Let’s get one thing straight: FUZE4 isn’t a game. Yes, you can play small snippets of games contained within, but it’s really more of an application focused on coding. It’s designed to teach newcomers the basics and allow seasoned coders to flex their coding skills right on the Switch. It’s not the kind of thing you’ll want to purchase on a whim. This is something that you should really only consider picking up if you have a genuine interest in how coding works and how you can apply it to your own ideas.
Considering how complex coding can potentially be, FUZE4 is really good at breaking it all down into relatively bite-size chunks. You’ll want to check out the tutorial section first, which – although rather wordy – starts you off in the right direction, giving an explanation to the various coding terms you’ll come across along with basic concepts such as how to format your code properly.

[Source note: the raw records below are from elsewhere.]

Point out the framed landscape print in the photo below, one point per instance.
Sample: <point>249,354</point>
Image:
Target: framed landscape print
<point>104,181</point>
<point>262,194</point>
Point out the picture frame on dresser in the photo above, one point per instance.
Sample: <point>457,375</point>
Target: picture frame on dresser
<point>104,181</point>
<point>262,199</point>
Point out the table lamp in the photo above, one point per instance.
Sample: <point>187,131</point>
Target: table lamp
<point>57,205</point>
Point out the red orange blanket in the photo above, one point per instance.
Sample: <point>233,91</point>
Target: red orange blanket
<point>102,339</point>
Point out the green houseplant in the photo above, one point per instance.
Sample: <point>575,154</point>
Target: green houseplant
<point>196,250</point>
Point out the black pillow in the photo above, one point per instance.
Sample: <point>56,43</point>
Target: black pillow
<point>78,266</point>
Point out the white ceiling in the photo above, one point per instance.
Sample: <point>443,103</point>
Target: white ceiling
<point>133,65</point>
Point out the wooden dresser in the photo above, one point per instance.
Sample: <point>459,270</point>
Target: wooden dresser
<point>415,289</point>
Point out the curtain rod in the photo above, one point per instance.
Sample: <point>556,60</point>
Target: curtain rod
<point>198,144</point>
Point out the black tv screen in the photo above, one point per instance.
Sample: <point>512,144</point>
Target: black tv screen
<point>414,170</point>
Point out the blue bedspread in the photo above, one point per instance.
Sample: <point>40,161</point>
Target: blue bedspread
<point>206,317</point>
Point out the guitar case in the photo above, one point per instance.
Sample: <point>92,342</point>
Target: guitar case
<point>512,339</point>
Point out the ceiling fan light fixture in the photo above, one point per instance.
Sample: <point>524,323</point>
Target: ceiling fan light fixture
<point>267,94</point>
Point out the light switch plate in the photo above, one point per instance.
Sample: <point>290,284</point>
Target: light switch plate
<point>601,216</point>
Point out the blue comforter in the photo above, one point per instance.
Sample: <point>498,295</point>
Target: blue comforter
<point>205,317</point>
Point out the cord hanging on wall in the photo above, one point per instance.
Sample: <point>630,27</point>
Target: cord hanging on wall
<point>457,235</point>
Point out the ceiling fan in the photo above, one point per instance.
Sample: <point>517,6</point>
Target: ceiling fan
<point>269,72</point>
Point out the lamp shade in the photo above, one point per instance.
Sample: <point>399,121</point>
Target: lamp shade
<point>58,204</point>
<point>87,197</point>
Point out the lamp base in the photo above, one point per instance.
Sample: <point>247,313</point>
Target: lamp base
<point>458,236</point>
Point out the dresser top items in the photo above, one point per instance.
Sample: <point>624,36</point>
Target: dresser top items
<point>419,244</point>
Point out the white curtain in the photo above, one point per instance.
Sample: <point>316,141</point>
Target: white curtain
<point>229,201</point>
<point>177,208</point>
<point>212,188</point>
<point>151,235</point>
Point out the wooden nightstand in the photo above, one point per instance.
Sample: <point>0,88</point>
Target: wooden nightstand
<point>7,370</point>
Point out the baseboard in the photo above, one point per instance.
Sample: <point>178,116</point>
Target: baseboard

The actual coding screen is predictably basic, but the keyboard is really responsive, and you can use the right analogue stick to easily scroll up or down.
We mentioned you can play games included in the package. They’re objectively not particularly impressive (and many of them aren’t even games, but more along the lines of tech demos), but that’s really not the point of them. Loading up each game initially displays the code used to create the game, and you’re free to edit or expand on them to your heart’s content. Of course, inputting the wrong data can render the game unplayable, but you can easily rectify this or even start over from scratch, if you wish.
As a gateway into the world of coding, FUZE4 is a nice little package that admirably attempts to soften the daunting prospect of writing code. It’s not something we can wholeheartedly recommend unless you’re really interested in seeing how it all works, but to its credit, it does a decent enough job of showing you the basics whilst demonstrating what you could potentially create with a bit of time and practice.